Christchurch neonatal nurse Bernard Hutchinson knows what it’s like for families with babies in the neonatal unit – he and wife Gloria have been admitted there, twice, with their own premature infants.
In 1995, their second daughter, Caitlin, was born at 36 weeks. Weighing just 1600g, she died following open heart surgery in Auckland.
A couple of years later in 1997, they were in again with baby Max, born at 38 weeks, who had difficulty feeding. They eventually figured it out and their son is now a healthy young man in his early 20s. “So that gave me a bit of an insight,” said Hutchinson, now Christchurch Women’s Hospital (CWH) associate clinical nurse manager. “You understand why parents might get upset about certain things, what they’re going through, in a way that perhaps other staff might not.”
Being a bloke has rarely been a problem in his 30 years or so in the neonatal service. These days his role is a coordinating one, but in the past caring intimately for mothers, with breast-feeding support, “never felt strange”, he said. “Nobody’s given me a hard time and if they do, it’s usually the fathers.”
However, he’s always been conscious of possible tension, bringing female colleagues in if he senses any.

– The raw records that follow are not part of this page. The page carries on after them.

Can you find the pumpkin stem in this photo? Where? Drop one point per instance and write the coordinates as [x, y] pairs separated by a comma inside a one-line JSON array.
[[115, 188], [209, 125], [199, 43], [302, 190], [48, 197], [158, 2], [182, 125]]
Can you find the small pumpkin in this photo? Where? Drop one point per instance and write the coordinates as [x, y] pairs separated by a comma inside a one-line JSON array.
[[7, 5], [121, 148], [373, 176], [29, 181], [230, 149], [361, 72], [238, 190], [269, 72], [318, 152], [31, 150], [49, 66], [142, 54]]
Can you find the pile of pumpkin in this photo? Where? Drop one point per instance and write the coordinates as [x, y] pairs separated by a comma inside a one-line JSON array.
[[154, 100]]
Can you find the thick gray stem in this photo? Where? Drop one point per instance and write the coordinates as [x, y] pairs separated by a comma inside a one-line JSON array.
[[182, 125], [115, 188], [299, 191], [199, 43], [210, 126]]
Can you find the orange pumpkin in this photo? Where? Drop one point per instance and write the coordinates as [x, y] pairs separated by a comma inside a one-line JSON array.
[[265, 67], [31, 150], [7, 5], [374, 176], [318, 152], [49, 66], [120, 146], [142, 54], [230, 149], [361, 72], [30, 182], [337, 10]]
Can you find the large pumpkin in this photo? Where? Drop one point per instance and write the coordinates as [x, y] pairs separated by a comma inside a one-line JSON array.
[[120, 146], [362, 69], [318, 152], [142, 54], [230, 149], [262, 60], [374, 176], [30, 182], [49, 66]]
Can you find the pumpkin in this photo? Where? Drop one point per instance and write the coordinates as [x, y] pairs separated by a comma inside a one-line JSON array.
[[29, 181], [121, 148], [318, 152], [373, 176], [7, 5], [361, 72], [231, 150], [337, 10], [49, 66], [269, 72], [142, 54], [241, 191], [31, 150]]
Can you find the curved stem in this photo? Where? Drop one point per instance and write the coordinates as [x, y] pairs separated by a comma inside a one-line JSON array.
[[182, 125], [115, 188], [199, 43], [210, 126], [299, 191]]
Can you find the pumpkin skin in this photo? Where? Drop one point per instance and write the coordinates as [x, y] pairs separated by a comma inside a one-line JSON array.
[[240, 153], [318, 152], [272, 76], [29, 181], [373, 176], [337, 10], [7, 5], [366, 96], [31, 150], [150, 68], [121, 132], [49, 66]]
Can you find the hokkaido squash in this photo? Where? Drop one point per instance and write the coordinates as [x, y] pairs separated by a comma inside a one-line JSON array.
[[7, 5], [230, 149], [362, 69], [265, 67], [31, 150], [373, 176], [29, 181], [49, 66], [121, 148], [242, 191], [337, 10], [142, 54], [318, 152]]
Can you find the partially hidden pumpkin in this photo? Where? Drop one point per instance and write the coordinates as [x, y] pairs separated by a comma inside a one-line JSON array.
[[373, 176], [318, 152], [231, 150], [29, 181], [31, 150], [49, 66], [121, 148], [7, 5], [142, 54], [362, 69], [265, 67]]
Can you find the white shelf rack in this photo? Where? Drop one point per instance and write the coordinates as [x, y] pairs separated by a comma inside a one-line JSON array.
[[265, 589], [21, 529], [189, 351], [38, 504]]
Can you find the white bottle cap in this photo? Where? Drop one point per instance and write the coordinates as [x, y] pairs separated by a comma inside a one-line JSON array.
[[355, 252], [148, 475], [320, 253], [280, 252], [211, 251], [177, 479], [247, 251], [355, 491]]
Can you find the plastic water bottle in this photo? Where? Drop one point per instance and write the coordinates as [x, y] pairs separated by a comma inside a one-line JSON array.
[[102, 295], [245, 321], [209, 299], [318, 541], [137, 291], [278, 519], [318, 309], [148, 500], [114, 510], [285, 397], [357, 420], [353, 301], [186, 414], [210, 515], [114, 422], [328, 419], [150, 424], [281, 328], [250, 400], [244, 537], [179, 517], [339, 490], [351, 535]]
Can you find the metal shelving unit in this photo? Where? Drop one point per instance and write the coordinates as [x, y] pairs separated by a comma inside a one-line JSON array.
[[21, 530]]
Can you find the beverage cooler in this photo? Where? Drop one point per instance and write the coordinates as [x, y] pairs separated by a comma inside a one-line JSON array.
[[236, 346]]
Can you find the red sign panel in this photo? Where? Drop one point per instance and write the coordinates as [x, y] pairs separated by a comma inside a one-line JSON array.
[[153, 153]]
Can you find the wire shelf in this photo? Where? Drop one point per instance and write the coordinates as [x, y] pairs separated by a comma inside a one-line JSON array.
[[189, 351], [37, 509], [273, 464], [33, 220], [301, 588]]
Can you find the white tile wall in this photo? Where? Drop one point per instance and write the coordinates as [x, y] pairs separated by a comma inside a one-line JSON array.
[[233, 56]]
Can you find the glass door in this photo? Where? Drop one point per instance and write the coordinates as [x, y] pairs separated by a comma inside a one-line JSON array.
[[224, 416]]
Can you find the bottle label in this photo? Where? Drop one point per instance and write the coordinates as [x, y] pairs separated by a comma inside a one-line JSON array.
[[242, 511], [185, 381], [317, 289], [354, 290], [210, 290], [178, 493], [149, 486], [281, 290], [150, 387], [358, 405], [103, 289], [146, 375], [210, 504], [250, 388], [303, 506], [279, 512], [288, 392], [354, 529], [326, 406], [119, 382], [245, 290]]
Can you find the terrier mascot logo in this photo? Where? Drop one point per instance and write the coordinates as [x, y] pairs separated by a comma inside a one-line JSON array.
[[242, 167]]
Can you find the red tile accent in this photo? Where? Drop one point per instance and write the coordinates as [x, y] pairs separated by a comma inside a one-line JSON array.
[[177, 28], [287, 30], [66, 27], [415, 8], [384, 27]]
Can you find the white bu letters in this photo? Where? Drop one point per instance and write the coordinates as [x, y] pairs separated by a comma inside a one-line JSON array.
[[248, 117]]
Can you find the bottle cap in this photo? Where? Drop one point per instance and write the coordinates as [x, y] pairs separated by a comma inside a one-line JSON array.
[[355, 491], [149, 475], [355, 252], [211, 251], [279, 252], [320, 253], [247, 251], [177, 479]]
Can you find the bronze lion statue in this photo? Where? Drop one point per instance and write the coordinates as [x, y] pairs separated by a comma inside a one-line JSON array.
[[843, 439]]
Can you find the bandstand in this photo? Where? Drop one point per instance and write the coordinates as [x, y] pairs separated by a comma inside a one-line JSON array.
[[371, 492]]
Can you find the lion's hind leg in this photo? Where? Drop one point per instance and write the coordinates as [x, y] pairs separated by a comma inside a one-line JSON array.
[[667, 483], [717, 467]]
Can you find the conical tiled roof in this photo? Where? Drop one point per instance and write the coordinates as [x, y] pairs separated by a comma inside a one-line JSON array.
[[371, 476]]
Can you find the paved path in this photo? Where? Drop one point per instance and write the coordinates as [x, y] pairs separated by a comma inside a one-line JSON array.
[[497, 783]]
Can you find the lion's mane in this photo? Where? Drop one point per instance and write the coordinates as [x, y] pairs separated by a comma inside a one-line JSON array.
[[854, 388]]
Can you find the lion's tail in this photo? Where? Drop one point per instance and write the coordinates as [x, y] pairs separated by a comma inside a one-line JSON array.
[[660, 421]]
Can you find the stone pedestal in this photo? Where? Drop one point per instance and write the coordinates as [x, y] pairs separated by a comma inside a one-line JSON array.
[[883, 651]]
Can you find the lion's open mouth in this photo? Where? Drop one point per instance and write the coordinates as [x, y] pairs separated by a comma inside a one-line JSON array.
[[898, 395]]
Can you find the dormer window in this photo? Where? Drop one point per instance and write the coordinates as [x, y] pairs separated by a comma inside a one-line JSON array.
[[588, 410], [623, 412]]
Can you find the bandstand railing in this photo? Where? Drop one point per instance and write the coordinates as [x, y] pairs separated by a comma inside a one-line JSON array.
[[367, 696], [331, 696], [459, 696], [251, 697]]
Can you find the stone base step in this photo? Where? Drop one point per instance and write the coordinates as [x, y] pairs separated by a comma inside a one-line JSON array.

He practised a no-touch technique for mums having trouble getting their baby feeding, just talking them through it. “That worked for most of the time and if I had any difficulty, I would change tasks with another RN [registered nurse].”
Hutchinson was part of the group which established the hospital’s pasteurised human milk bank in 2014 – the first in the country. He is now working through the neonatal service to attain accreditation of CWH as a baby-friendly hospital. That means no “active promotion” of baby formula, bottles and pacifiers (except for neuro-development reasons) – although, of course, for those who cannot breastfeed or choose not to, formula is provided, he said. “I have the belief that you support feeding choice and I support breastfeeding where the mother’s choice is breastfeeding.”
‘You just have to focus on what small thing you can do in your role in that person’s life.’
Before the establishment of the baby-friendly hospital initiative in New Zealand in 1999, it was common for sales reps to hand out free formula samples, pens and diaries to new parents in hospitals. “For vulnerable babies, particularly, or any baby, it’s not necessarily the best thing for them. Of course there are mothers who can’t feed for some reason or formula is their choice, and that’s when we need to make sure it’s done safely.”
Hutchinson initially was looking for an escape from his home town of Hokitika and a career in banking when he opted for what was then called psychopaedic nursing in the ’70s – caring for people with intellectual disabilities in institutions. “I just wanted to move away from the [West] Coast.” After a few years working as a registered psychopaedic nurse at Christchurch’s Templeton Hospital, he moved to Melbourne to pursue paediatric nursing before heading to the United Kingdom. When he and Gloria returned to New Zealand in 1990, he couldn’t find work in paediatrics, so picked up a role at Burwood Hospital working with young people with disabilities. From there, he took up a neonatal role at CWH. It was a “chaotic” time for the neonatal unit, which was overcrowded and had relocated due to building and electrical issues.
But there was a “good vibe” in the busy team, and the charge nurse, Dot O’Connor, was supportive. “It grew on me, as a much smaller and really tight team.”
Hutchinson has mostly stayed there ever since. Praised by outgoing Neonatal Nurses College Aotearoa chair Gina Beecroft for the “quiet” support he provides to staff and families, Hutchinson says he is “just doing his job” as a clinical coordinator. “We oversee and support. I don’t see how I do that any differently.
“Everyone thinks about the ventilators and hi-tech stuff involved with neonatal nursing, but supporting parents to care for their own baby is the important thing,” Hutchinson said. “Of course, the life-saving part is a priority but, at the end of the day, you want people to go home and enjoy their baby.”
Dealing with the daily struggles of families with neonatal babies can be overwhelming, but nurses can only do so much, he said.
“As nurses we want to fix things, but you can actually help a lot by listening, supporting or giving people your time,” he said. “The best way to protect yourself is not to over-commit and promise things you can’t deliver. You just have to focus on what small thing you can do in your role in that person’s life.”